Wie stark beeinträchtigt Übergewicht die Kinder?

Übergewichtige Kinder und Jugendliche haben große Einschränkungen in ihrer Lebensqualität mit bereits teilweise gravierenden gesundheitlichen Folgen. Ganz wichtig: Die Wahrscheinlichkeit, dass ein übergewichtiges Kind ein übergewichtiger Erwachsener wird, liegt bei 80 Prozent. Solche Risikokonstellationen prägen sich früh aus. Hier zu investieren, lohnt sich also nicht nur aus gesundheitlicher, sondern auch aus ökonomischer Sicht. Übergewichtige Kinder werden übergewichtige Erwachsene und verursachen meist lebenslang sehr hohe Kosten für das Gesundheitssystem. Ein besseres Immunsystem und eine gute Fitness sind ein Schutzfaktor vor Krankheiten. Gesunde und fitte Kinder sind später oft auch gesunde und fitte Erwachsene.

Welchen Einfluss haben eine gute Motorik und genug Bewegung für die Entwicklung?

Eine eben veröffentlichte Studie der Uni Potsdam zeigt, dass bei Grundschulkindern der dritten Klasse der Motorikrückstand acht Monate zum Vergleich vor der Pandemie beträgt. Der motorische Bereich hat stärker gelitten als der kognitive Bereich wie Mathe oder Deutsch – dort beträgt der Rückstand maximal drei Monate. Viele Kinder können nicht schwimmen, das für mich zu motorischen Schlüsselkompetenzen fürs Leben zählt. Bewegung allgemein gehört zu einem gesunden Aufwachsen dazu. Sie ist wichtig für die kognitive, psychische und motorische Entwicklung.

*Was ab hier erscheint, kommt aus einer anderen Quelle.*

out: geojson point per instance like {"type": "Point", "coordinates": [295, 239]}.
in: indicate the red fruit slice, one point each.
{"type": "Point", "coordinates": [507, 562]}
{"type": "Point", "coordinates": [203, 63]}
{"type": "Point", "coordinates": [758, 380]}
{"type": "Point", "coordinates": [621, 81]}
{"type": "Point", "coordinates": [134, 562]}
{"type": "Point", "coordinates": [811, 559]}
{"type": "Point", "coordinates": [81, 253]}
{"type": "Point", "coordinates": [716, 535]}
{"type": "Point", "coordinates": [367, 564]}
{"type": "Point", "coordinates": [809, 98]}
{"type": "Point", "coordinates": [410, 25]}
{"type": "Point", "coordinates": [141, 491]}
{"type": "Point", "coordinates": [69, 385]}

Wie müsste man Bewegung bei Kindern fördern?

Das ist eine gesellschaftliche Aufgabe, wir brauchen nach der Pandemie nicht nur ein Aufholprogramm in den Schulen für den kognitiven Bereich, sondern auch für den motorischen Bereich und für mehr Bewegung. Wir brauchen einen Bewegungspakt, mehr Ressourcen in Schulen und Kitas, damit mehr Bewegung und Sport strukturell verankert werden. Das können nicht allein die Vereine und der organisierte Sport stemmen, dorthin kommen meist die aktiven Kinder und Jugendlichen.

Beim Bewegungsgipfel im Kanzleramt Mitte Dezember wurden solche Fragen diskutiert. Sind Sie mit den Gipfelergebnissen zufrieden?

Ich bin sehr zufrieden, dass es diesen Gipfel gab und sehr viel Aufmerksamkeit auf das Thema gelenkt wurde. Es darf jetzt nicht bei dieser einmaligen „Gipfelbesteigung“ und den Arbeitsgruppen bleiben. Vielmehr bedarf es – ähnlich wie beim Digitalpakt für die Schulen – einer konkreten Finanzierungsgrundlage. Bei der Verteilung dieser Mittel sollten neben den Sportvereinen auch die Kommunen und die Bildungsinstitutionen (Schule, Kindergarten) in den Blick genommen werden. Nur dann gelingt es, alle zu erreichen. Der avisierte Sportentwicklungsplan wird eine große Herausforderung, da er aufgrund der föderalen Struktur mit sehr vielen Playern abgestimmt werden muss. Es lohnt sich aber für das Wohl der Menschen in Deutschland, sich auf diesen Weg zu begeben.